Abstract

Cardiac fibroblasts are critical for the maintenance of extracellular matrix deposition and turnover in the normal heart and are key mediators of inflammatory and fibrotic myocardial remodeling in the injured and failing heart. Sphingosine kinase (SphK) activation is a well-recognized determinant of cell fate in cardiac myocytes and other cells, but SphK responses have not previously been studied in cardiac fibroblasts. Initially we found that total SphK activity is over 10-fold higher in cardiac fibroblasts than in adult mouse cardiac myocytes.
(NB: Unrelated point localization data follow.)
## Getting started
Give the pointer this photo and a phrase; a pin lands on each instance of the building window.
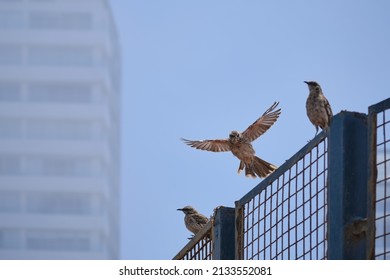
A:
(10, 202)
(10, 164)
(63, 166)
(60, 129)
(57, 240)
(58, 203)
(72, 21)
(61, 93)
(60, 56)
(10, 128)
(10, 239)
(11, 19)
(10, 55)
(10, 91)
SphK is composed of two major isoforms, SphK-1 and SphK-2. In fibroblasts isolated from SphK-1 knockout mice, SphK activity was greatly reduced indicating that SphK-1 is the major isoform expressed in these cells. To determine whether SphK regulates cell proliferation and the proinflammatory protein inducible nitric oxide synthase (iNOS), we exposed cultured cardiac fibroblasts to the cytokine interleukin-1β (IL-1β) and/or hypoxia. Both hypoxia and IL-1β alone and in combination enhanced fibroblast SphK activity. In wild-type fibroblasts, hypoxia induced proliferation, but in SphK-1 null fibroblasts this response was blunted even in the presence of serum. In contrast, we found that iNOS expression and NO production were enhanced in SphK-1 null fibroblasts during hypoxia. In wild-type fibroblasts, IL-1β was only a weak inducer of iNOS and of NO accumulation and hypoxia alone had no significant effect on iNOS activation. However, IL-1β in combination with hypoxia extensively stimulated iNOS and NO production, and this stimulation was enhanced in SphK-1 null fibroblasts. We conclude that activation of endogenous SphK-1 serves a dual regulatory function: it is required for optimal cardiac fibroblast proliferation but is a negative modulator of proinflammatory responses during hypoxia.